By the early 1990s, Hostess suffered serious brand erosion and competition with the introduction of various "upscale" brands such as Kettle Chips and Miss Vickie's. The brand was replaced by the multi-national Lay's banner in 1996 as part of its major re-branding exercise. As of , the Hostess brand is used only on a few products. The brand was revived in 2024 as Munchies.

==History==
===Beginnings===
Hostess was formed in 1935 when Edward Snyder began cooking chips on his mother's kitchen stove in Breslau, Ontario, outside Kitchener, Ontario. Potato chips remained a fairly small part of the snack food market until the 1950s, when snack foods in general became more widely available. In 1955, Snyder sold his company to E.W. Vanstone, who expanded the company greatly before selling his interest to General Foods in 1959.

Starting in 1981, the chips had new mascots known as the Munchies, that were used for advertisements and appeared on the chip packaging. The Munchies were designed and created by Richard Siu, a Canadian artist. The Munchies were three friendly, goblin-like creatures coloured red, orange, and yellow.

===New chapter===

The back of the bags of the 2007 line of Hostess Potato Chips.

The introduction of corn chips to the market led to a partnership between Hostess and Frito-Lay (owned by PepsiCo) in 1987, bringing Doritos to Canada for the first time (Doritos were in Canada in the late 1970s). This move was followed by the introduction of other Frito Lay brands, including Ruffles, Tostitos and Cheetos (Lay's, Frito Lay's major US chip brand, was already being licensed for Canadian manufacture by another company). Hostess remained the major chip brand in Canada even after the arrangement. The partnership led to a merger in 1988, with the joint company known as Hostess Frito Lay. In 1992, PepsiCo acquired full ownership of Hostess by buying out Kraft General Foods' remaining interest.

===Decline and return===
With the brand popularity falling, it was decided to re-brand the product as Lay's in 1996. This change presented no small amount of difficulty, as the product was already on sale in Canada via a third party. An aggressive advertising campaign by BBDO Canada featuring famous hockey players such as Mark Messier and Eric Lindros launched the "new" brand in 1997, and within eighteen months Lay's was selling twice the volume of products that it had been under the Hostess moniker. Hostess largely disappeared, and the company dropped "Hostess" from its name, becoming Frito Lay Canada.

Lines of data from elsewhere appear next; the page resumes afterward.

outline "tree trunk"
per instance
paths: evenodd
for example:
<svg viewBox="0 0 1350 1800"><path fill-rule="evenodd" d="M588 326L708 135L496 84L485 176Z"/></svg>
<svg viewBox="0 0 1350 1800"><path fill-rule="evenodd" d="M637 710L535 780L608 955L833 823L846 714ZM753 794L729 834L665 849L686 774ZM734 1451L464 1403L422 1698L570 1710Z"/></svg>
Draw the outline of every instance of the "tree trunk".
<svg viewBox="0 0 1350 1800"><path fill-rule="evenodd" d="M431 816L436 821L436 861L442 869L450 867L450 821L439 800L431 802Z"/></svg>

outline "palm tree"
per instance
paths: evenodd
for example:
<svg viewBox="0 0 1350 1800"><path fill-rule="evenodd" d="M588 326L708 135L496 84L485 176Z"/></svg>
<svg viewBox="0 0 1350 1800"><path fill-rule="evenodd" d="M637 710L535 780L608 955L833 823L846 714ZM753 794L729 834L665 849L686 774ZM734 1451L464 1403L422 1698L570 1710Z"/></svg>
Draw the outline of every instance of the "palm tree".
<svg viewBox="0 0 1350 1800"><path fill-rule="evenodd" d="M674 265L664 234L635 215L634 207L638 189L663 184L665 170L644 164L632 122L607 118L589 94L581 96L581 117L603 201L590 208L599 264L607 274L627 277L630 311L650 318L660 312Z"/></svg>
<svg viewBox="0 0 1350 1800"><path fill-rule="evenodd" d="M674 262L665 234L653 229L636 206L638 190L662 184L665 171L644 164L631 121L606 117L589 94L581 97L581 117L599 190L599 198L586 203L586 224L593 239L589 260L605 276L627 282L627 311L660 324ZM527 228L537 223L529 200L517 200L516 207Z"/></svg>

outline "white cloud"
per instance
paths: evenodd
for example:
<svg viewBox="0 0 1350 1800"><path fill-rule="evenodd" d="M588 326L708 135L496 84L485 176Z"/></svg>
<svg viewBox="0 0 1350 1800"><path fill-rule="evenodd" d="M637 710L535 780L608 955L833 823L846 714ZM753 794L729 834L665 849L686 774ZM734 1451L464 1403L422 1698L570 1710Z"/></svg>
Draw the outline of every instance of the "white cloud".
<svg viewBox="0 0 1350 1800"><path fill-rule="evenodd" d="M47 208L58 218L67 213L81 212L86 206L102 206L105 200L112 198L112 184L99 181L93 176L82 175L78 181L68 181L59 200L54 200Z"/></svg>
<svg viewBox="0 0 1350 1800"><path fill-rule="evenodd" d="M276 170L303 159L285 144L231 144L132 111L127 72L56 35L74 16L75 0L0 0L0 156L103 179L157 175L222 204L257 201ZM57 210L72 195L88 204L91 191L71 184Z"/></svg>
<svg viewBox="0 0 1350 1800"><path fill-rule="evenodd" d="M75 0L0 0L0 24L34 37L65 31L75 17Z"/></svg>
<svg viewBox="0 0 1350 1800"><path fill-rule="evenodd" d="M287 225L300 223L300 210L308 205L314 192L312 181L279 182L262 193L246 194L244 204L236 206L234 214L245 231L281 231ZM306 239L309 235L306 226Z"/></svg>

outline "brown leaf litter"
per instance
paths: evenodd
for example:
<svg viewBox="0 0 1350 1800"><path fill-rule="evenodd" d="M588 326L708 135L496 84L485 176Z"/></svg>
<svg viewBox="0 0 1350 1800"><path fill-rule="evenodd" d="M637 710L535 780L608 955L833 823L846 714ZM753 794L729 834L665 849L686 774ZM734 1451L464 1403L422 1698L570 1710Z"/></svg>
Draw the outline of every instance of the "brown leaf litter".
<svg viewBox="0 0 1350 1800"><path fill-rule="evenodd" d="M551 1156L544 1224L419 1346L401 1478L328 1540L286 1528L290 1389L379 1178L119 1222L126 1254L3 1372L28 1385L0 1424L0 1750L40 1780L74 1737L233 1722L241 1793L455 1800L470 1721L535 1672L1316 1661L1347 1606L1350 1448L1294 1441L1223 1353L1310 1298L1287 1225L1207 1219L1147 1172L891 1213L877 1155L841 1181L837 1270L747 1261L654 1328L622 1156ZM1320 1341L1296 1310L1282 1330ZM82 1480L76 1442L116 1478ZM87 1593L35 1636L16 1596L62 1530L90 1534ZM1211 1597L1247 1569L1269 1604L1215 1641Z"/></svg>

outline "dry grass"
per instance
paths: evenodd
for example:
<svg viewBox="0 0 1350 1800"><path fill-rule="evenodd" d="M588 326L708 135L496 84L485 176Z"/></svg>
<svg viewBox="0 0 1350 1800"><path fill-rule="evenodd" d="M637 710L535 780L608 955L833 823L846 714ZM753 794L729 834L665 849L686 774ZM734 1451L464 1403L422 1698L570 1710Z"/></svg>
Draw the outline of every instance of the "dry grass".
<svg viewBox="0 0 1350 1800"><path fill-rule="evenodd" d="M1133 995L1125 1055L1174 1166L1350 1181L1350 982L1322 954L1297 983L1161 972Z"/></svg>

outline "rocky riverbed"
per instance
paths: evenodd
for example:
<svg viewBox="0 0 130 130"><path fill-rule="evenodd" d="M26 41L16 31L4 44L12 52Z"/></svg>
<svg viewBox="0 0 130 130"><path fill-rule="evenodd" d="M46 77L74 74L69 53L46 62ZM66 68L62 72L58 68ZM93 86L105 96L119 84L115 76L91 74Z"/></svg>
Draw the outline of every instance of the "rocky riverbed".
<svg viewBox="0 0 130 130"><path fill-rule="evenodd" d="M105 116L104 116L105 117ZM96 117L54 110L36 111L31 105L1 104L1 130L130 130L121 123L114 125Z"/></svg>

The only remaining major Hostess retail product was Hickory Sticks, a flavoured potato stick brand which maintains broad distribution on par with other Lay's Canada brands.

In 2021, Frito-Lay reintroduced the salt and vinegar variety of Hickory Sticks in an unusually shaped bag for chips, being wider than it is tall.

In September 2024, Frito-Lay reintroduced the Munchies characters with a new snack brand named Munchies. Unlike Hostess, Munchies also includes tortilla chips and flavoured popcorn in its lineup.

==Marketing==
During its existence, the slogan for Hostess chips was "'Cause when you've got the munchies, nothing else will do. Hostess Potato Chips!"